Chickering is a place in the civil parish of Hoxne, and the Mid Suffolk district of Suffolk, England. It is on the B118 Hoxne to Stradbroke road, and approximately 20 mi north from the county town of Ipswich.

Chickering is listed in the Domesday Book (1086) as 'Ciccheli (n) ga'/'Cikelinga'/'Citiringa'. The entry shows Chickering in the Bishop's Hundred of Suffolk, with 13 households, 4 freemen, 0.5 men's plough teams, a meadow of 2 acre, and 20 pigs, with a tax revenue of 1.8 geld units. The freemen in 1066 were the lords of the manor, with their overlord being Edric of Laxfield. In 1086, after the Conquest, lordship was given to Walter son of Grip, under Robert Malet who was Tenant-in-chief to William the Conqueror.

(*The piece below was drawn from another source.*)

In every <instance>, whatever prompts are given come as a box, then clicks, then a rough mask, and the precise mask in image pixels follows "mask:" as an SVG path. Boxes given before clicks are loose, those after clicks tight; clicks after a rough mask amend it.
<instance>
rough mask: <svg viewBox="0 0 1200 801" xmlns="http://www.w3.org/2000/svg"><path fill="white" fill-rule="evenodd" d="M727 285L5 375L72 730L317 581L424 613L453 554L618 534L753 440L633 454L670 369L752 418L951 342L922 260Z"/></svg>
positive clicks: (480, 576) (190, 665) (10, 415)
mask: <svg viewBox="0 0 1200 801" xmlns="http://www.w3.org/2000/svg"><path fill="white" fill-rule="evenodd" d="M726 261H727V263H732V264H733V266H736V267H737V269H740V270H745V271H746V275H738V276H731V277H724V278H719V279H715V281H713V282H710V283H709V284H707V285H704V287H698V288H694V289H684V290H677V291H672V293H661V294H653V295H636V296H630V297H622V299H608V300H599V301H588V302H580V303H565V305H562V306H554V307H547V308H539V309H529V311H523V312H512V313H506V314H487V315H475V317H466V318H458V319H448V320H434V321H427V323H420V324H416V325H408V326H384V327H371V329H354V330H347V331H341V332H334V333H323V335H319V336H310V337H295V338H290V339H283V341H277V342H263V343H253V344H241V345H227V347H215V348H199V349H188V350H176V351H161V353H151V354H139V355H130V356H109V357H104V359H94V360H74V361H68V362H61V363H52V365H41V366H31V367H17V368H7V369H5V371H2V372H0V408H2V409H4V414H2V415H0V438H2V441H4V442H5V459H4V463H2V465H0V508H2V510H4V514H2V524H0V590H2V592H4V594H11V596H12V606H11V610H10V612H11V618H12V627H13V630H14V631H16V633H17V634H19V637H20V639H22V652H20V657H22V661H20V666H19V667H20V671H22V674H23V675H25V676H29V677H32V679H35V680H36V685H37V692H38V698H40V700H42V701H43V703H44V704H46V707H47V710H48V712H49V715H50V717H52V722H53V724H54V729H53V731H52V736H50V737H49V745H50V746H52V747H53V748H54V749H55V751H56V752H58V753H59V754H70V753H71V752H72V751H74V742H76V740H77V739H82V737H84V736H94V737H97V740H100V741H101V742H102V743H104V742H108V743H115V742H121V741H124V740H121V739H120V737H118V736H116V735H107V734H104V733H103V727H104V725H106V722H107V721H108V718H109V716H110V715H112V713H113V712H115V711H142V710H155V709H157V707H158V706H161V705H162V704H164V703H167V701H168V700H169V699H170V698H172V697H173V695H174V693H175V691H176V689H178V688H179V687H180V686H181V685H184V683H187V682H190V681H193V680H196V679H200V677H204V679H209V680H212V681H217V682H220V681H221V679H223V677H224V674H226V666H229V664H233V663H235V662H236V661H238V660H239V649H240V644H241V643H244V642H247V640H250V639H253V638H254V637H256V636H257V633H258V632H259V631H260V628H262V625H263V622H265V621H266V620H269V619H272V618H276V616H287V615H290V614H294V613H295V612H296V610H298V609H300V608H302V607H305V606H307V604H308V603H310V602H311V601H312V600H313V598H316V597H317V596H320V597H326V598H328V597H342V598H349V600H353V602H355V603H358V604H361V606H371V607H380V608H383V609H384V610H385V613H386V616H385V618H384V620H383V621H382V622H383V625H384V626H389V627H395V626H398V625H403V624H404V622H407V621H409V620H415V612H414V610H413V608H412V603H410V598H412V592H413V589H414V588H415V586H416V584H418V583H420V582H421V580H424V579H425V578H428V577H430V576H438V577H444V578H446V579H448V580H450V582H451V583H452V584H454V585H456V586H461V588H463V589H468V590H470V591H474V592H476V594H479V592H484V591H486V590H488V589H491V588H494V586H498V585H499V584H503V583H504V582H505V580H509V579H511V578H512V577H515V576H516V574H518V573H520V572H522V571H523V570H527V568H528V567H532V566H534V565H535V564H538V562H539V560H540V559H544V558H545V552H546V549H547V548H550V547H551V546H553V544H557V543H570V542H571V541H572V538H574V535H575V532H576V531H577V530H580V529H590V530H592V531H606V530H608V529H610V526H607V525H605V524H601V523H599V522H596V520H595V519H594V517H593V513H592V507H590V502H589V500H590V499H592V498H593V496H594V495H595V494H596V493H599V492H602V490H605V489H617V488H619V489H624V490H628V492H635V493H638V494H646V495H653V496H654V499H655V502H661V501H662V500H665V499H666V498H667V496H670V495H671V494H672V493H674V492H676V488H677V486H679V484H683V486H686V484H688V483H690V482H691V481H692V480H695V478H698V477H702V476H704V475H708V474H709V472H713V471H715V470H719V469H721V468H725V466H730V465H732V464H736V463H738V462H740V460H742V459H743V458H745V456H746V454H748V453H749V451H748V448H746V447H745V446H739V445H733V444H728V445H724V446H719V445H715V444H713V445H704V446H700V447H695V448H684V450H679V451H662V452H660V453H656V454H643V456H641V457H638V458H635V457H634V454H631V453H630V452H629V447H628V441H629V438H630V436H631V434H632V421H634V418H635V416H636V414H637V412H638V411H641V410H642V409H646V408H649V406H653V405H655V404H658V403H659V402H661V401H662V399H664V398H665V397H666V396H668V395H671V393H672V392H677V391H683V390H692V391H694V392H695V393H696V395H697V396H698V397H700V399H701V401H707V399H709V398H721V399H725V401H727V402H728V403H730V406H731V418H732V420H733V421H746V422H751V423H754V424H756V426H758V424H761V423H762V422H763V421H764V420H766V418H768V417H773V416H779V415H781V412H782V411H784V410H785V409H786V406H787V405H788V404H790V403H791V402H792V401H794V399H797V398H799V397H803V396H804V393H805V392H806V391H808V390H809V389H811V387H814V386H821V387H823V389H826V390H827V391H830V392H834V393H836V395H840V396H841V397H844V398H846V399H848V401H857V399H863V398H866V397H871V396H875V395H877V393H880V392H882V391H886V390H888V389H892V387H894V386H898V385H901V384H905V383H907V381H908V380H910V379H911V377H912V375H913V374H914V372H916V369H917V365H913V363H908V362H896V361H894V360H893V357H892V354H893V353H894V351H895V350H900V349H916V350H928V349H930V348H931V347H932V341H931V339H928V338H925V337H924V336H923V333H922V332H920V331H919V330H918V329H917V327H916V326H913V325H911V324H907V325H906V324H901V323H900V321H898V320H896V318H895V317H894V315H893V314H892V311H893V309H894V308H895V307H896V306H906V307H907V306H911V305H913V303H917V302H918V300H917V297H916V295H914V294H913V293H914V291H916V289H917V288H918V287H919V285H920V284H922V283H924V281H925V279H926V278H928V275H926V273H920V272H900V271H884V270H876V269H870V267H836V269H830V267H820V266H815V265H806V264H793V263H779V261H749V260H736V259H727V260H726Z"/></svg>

At Chickering is the seventeenth-century 'Chickering Hall' and farm; the hall is a Grade II listed building within Wingfield parish, with its farm partly extending into Hoxne. The water features at Chickering Hall have largely been filled in. In 1900 Chickering Hall and its farm, one of two farms, was trade directory listed in the parish of Hoxne. No other Chickering trades or occupations were listed at the time in Hoxne or Wingfield.